Em uma mistura inexplicável de sentimentos e sensações, no meio do que com certeza era o melhor beijo de toda a sua vida, agradeceu a ex-noiva mentalmente. Por mais abrupto que tivesse sido o fim deles, foi isso que permitiu que o mais novo e belo começo que ele poderia desejar pudesse existir. E ele tinha certeza de que esse era o último de todos os inícios. Uma história que teria um longo meio e, Deus quisesse, jamais um fim.
Agora entendia quando lhe disseram que um coração não poderia ser despedaçado e remendado pela mesma pessoa. Seu peito machucado precisava de carinho, de amor e de alguns pontos, mas esses pontos tinham que ser dados por outra pessoa. Pela sua pessoa. E dali para frente, seriam os dois contra o mundo, fechando as cicatrizes um do outro.
Esquerda, mãos ao lado do corpo, pernas esticadas. Nada.
Fosse de barriga para cima, de lado, ou de bruços, simplesmente não conseguia dormir. Sequer saberia dizer se sentia realmente sono ou só estava totalmente cansado daquilo tudo. Revezava entre tentar dormir e colocar várias cápsulas de cappuccino em sua máquina Nespresso comprada usada em um aplicativo de vendas. E, sim, ele sabia bem que isso não ajudaria nada em sua tentativa de fechar os olhos por algum tempo com alguma efetividade.
Sentou-se na poltrona reclinável da sala e esticou o corpo de forma desajeitada, abrindo o livro que estava jogado nas prateleiras da estante em uma página qualquer, decidido a se manter ocupado de qualquer forma.
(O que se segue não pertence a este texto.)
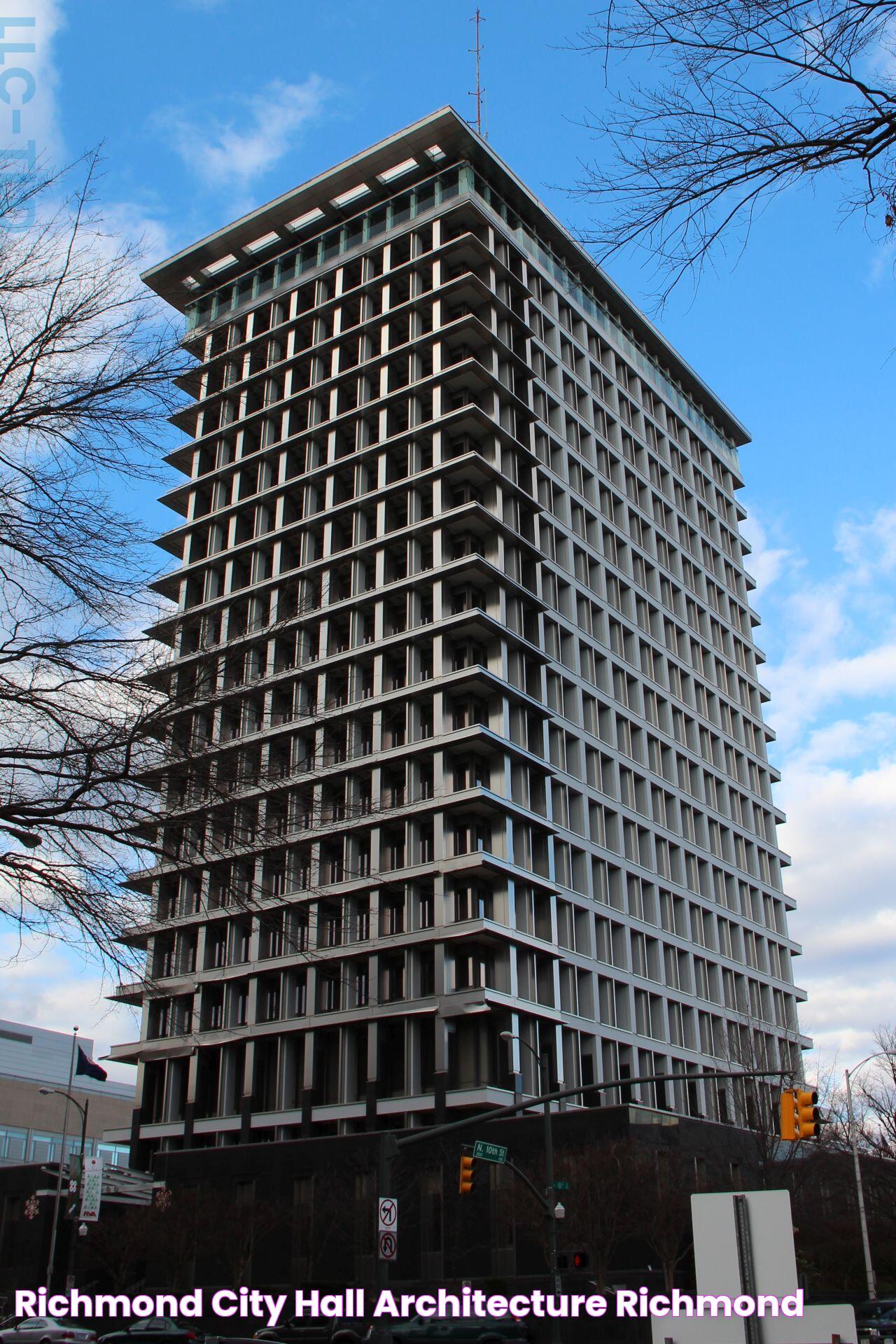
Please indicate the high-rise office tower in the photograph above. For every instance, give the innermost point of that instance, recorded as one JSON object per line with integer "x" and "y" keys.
{"x": 468, "y": 726}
Avistou um título conhecido e leu o poema já tão batido que saberia declamar a qualquer instante:
“Todas as cartas de amor…
Todas as cartas de amor são
Ridículas.
Não seriam cartas de amor se não fossem
Ridículas.
Também escrevi em meu tempo cartas de amor,
Como as outras,
Ridículas.
As cartas de amor, se há amor,
Têm de ser
Ridículas.
Mas, afinal,
Só as criaturas que nunca escreveram
Cartas de amor
É que são
Ridículas.
Quem me dera no tempo em que escrevia
Sem dar por isso
Cartas de amor
Ridículas.
A verdade é que hoje
As minhas memórias
Dessas cartas de amor
É que são
Ridículas.
(Todas as palavras esdrúxulas,
Como os sentimentos esdrúxulos,
São naturalmente
Ridículas.)”
Parecia que algum ser superior do Universo estava apontando um dedo enorme em seu rosto, rindo com muito gosto de sua desgraça. Pensava em suas próprias “cartas de amor”, desde declarações enormes no Whatsapp em momentos de imaginação aflorada na madrugada, até bilhetes tortos em pequenos post-its laranja neon colados em capas de livros ou embalagens de DVDs pirateados. Se no momento parecera clichê, agora só parecia idiota e – como o próprio Fernando Pessoa, seu grande parceiro, dizia – ridículo.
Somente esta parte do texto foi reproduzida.